A medical records app for pregnancies in Indonesia is growing with grants from SIGHT and HAC

Pairs of midwives simulate interaction between mothers and midwives in this workshop the West Bandung Regency in 2016.

A mobile and web-based medical records application with life-saving potential is serving pregnant women and midwives in rural Indonesia. The e-Health and Telemedicine SIGHT in Indonesia is developing the technology with two grants, one from SIGHT administration and another from the Humanitarian Action Committee. The volunteers’ experience exemplifies the opportunity for growth available within SIGHT and IEEE.

In December 2015, the SIGHT administration awarded $16,000 to SIGHT volunteers in Bandung, Indonesia, to fund a small pilot program for their app, Sahabat Bunda, which means “A Mom’s Best Friend.” The pilot included 20 midwives from the School of Midwifery at Universitas Padjadjaran. The technology helped generate and organize medical records for pregnant women and their overworked midwives. The app replaces paper and pen records that patients keep and hand off to midwives during checkup. Midwives in the region are busy tending to several dozen expectant mothers at a time, and the paper records can be lost or ignored in hurried visits.

The app allows mothers and midwives to track pregancies and share knowledge about proper care. For mothers it provides educational messages for each stage of pregnancy, reminders to go to check ups or get vaccinations, and interactive activities for mothers and babies to encourage exercise and health awareness. For midwives, the app offers professional development updates and a database of patient records, scheduling assistance and other functions.

“We spent the first 6-8 months refining the web-based and mobile-based application in close cooperation with the midwifery school,” says Dr. Yoke Irawan a doctor, biomedical engineer and member of the SIGHT leading the project. Miscommunications resulted in delays in obtaining information from midwifery students, but the volunteers have worked to refine the technology nonetheless, Dr. Irawan says.

New features, new users

The scope of the service spans pregnancy up until the child is 5 years old. Now the SIGHT volunteers are expanding the functionality to include family planning. The volunteers also expanded their test user base from 20 to 100 practicing midwives and students.

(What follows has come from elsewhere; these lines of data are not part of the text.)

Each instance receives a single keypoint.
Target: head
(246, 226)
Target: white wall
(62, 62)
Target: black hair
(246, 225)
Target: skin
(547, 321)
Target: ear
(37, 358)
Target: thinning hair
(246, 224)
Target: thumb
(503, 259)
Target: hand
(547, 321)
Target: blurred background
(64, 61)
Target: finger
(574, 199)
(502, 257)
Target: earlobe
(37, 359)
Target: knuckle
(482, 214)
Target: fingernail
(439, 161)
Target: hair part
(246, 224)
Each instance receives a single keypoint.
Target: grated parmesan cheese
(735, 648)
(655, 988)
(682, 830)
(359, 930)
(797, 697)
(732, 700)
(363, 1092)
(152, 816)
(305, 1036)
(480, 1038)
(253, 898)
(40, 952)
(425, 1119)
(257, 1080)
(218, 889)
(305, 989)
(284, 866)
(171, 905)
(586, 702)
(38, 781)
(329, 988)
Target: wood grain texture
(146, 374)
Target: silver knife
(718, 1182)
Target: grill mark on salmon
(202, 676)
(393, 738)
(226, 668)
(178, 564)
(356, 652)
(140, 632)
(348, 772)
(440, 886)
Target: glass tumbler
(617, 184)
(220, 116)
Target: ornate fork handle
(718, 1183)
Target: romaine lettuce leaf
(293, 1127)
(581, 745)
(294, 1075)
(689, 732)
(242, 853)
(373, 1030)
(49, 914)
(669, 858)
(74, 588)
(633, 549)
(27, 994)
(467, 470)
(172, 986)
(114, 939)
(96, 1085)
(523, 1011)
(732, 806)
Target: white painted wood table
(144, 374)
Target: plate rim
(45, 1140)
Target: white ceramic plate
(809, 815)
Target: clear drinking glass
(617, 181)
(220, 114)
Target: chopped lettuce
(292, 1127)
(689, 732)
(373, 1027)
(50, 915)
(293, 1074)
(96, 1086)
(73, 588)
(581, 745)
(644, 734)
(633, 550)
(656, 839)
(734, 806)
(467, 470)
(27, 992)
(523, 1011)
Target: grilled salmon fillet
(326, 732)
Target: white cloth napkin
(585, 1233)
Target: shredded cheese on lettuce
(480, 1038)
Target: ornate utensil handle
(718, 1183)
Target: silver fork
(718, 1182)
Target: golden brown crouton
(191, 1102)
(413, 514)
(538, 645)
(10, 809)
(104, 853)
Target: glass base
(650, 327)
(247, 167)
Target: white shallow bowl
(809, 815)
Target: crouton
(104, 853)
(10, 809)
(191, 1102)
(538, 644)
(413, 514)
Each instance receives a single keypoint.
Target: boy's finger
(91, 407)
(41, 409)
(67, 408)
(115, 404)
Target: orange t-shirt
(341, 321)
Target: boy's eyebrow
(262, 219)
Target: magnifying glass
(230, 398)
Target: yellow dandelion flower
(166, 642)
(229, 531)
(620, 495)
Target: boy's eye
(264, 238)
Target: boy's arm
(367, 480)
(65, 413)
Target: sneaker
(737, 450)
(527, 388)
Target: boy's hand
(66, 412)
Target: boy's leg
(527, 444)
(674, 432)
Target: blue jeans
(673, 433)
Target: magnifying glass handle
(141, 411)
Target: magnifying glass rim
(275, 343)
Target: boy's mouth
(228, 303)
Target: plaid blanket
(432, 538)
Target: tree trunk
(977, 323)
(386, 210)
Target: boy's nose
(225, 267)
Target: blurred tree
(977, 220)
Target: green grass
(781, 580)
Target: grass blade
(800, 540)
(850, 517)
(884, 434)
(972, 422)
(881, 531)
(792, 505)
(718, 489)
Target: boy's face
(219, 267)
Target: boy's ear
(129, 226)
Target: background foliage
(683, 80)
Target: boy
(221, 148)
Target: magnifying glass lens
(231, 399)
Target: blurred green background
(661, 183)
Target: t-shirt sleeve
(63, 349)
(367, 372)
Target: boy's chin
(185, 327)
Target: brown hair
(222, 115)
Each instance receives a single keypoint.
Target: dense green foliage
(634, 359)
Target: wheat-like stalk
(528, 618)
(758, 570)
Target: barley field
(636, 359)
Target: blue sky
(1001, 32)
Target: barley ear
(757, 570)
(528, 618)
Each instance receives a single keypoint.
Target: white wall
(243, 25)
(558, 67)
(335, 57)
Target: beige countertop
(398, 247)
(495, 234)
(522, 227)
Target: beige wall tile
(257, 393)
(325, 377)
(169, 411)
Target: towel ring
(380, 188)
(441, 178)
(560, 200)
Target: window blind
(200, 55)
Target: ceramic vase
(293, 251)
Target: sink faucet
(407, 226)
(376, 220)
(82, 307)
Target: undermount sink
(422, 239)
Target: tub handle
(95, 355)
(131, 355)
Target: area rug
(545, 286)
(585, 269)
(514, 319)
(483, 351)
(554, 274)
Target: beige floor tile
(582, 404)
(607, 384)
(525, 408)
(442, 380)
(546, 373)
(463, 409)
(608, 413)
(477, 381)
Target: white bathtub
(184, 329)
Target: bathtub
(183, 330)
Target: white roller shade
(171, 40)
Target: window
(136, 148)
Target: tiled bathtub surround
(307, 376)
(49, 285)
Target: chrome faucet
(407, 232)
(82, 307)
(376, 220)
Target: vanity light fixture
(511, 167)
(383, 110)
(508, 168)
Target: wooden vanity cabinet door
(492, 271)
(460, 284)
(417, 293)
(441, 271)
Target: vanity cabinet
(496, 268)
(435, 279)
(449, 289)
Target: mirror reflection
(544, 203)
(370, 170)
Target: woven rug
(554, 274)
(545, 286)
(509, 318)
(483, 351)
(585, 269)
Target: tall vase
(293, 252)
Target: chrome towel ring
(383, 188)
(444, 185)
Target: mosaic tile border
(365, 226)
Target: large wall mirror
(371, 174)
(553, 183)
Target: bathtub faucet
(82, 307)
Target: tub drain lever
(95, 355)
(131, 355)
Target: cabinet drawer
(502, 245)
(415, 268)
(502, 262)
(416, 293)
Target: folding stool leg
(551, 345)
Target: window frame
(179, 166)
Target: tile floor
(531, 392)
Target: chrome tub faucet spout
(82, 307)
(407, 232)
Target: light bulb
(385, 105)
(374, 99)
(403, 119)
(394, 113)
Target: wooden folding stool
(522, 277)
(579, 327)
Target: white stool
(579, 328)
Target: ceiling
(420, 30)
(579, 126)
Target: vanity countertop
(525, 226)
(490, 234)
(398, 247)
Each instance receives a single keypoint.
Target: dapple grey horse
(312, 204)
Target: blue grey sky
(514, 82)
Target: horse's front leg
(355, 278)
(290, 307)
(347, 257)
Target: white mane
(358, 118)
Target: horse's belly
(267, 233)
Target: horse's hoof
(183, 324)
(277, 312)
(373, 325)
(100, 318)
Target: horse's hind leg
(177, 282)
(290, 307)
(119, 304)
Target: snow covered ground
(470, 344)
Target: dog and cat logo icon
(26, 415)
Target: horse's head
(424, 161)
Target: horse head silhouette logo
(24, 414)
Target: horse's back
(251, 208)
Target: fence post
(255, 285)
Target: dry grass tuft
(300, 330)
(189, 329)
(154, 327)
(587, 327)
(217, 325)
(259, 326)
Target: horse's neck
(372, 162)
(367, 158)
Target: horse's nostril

The growth was supported through partnerships with local health offices and in cooperation with a research project by the Medical Department of Universitas Padjadjaran.

Sharing results

The volunteers have shared their results in academic circles and they presented their project at the IEEE – R10 Humanitarian Technology Conference in 2015, and at IEEE TENCON in 2016.

HAC grant and more

The volunteers won $35,000 from the HAC to refine the software and scale up distribution.

“Refinement will include a more extensive nutrition functionality incorporating locally available and traditional food,” Dr. Yoke says. “Scale-up funding is especially important for geographically expanding the locations for implementation to other cities and provinces in Indonesia. We plan to expand the implementation site to two other cities in West Java and to the Bali province in Indonesia. This has the double benefit of initiating and activating IEEE SIGHT volunteer participation and activities in the new site.”

The team has also applied for another grant that they cannot name publicly, yet. The grant will support the development of primary healthcare and nutrition functions that will include financial literacy for mothers.

“We intend to leverage the existing user base of Sahabat Bundaku also as the initial user base of the new development. This is consistent with the potentially cross-disciplinary and complex nature of improving maternal and child health,” Dr. Yoke says.

Lead investigator Dr. Yoke S. Irawan (second to the left) stands with officials from the West Bandung Regency Health Office at a workshop for Sahabat Bundaku at the West Bandung Regency Health Office in 2016.